An interesting post at Duck of Minerva on Britain's relations with the US.
It has long been noted that the UK's national interest foreign policy-wise is halfway between the US and the EU. Yet what Brits fail to realise is that our value to the US very much depends on being part of the EU. Actually, I think a lot of the political elites do understand this but the nationalist (or perhaps a better word would be 'sovereigntist') lobby is still very powerful and a lot of parliamentary political fates depend on it, especially for the Tories.
The one major thing that's missing from Stacey's analysis is the UK's financial sector, which has the British political system in its pocket, even now. The Conservative government seem to see Britain's future in its economic and financial empire, connected through its former colonies in the British Virgin Islands, Gibraltar, etc. (Britain's "Second Empire", as Ronen Palan calls it.) The overriding national interest, as the right-wing elites see it (though not so much the right-wing electorate -- that's the schism), is to maintain Britain's position within the world's financial networks and to dig in deeper if possible. Hence the austerity agenda isn't just neoliberal ideological madness (though it is that) -- they also intend to strip away as much regulation as possible while choking off the last remnants of social democracy so as to give Britain an edge in the 'race to the bottom' of the barrel of global finance. David Cameron's recent rhetoric on tax avoidance, etc. would suggest the contrary to this but his words are hollow and in no way represent his government's actions or intentions. Because this path is a road to economic -- and consequently political -- ruin for most of the country the real question is whether they can achieve all their goals before the next election, which they look rather likely to lose at this rate.

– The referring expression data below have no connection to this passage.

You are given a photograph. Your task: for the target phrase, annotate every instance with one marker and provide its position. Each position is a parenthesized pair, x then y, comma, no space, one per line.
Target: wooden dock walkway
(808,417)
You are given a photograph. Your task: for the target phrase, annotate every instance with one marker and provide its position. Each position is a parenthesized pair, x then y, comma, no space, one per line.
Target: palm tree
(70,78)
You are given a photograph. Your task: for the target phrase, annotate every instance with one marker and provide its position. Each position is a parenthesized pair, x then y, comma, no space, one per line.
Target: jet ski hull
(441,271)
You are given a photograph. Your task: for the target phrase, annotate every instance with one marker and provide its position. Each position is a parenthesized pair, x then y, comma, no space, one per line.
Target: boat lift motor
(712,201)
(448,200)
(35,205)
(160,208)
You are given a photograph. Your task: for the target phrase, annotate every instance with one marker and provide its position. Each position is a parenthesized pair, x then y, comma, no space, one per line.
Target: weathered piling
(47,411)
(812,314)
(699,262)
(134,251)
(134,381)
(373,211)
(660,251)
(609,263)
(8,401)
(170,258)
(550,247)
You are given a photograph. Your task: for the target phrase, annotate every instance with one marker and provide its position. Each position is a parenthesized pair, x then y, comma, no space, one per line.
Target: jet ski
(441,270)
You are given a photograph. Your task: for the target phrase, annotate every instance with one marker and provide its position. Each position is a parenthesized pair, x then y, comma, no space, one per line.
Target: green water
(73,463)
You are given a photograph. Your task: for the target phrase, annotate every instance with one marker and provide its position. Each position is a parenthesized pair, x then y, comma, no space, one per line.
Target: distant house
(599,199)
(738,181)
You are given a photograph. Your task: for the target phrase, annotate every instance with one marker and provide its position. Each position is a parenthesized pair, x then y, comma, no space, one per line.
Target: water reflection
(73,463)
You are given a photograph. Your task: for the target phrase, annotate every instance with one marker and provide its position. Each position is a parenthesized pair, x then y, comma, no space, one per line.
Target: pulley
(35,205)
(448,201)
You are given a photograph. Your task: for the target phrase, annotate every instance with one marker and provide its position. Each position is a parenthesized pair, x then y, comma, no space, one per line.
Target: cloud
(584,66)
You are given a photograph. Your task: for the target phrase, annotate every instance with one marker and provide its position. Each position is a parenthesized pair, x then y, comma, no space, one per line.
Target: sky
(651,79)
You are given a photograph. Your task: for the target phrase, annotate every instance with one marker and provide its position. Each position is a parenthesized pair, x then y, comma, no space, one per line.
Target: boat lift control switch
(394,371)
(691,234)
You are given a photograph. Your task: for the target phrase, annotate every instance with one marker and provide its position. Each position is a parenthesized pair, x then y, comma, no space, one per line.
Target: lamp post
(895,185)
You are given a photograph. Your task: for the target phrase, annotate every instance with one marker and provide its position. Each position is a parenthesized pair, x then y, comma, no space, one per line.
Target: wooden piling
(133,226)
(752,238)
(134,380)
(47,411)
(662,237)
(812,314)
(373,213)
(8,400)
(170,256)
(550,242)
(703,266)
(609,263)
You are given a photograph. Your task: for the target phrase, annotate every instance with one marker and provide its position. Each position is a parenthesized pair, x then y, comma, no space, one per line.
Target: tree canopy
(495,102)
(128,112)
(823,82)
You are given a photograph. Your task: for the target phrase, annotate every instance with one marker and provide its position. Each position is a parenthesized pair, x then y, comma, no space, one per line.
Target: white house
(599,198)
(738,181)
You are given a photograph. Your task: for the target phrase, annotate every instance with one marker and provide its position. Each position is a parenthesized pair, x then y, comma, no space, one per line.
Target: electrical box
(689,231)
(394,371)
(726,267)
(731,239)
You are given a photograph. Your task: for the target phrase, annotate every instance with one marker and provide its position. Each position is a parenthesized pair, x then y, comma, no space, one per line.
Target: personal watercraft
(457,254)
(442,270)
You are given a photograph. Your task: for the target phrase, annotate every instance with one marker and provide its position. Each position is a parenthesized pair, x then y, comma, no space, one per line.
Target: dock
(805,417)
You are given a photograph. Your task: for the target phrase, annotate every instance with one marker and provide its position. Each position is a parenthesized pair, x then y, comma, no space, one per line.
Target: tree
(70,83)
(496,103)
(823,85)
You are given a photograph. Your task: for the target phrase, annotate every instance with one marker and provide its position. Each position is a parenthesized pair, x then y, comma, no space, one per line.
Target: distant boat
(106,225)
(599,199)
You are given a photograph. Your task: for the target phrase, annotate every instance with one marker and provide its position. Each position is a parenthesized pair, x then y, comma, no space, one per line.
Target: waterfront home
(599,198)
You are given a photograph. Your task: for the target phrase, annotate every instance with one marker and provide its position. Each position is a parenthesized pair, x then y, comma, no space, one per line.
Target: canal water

I don't know as much as I should about Britain's military capabilities but it is remarkable that our government continues to insist (as did the Labour govt. before it) that we still need a so-called independent nuclear deterrent but we can do without the kind of resources that would actually be of use in the 21st century neo-colonial, interventionist style of warfare that seems to be the new norm. Maybe Britain needs to get it's priorities straight. I won't hold my breath.
Anyway, when push comes to shove on the EU I expect Britain's relationship to remain largely unaltered. If renegotiation happens it'll involve getting out of whatever taxes or regulations the EU wants to put on the City of London. Leaving the EU would be generally popular with the public but business has no desire for it and that, as I have mentioned, is where Britain's national interest is seen to reside.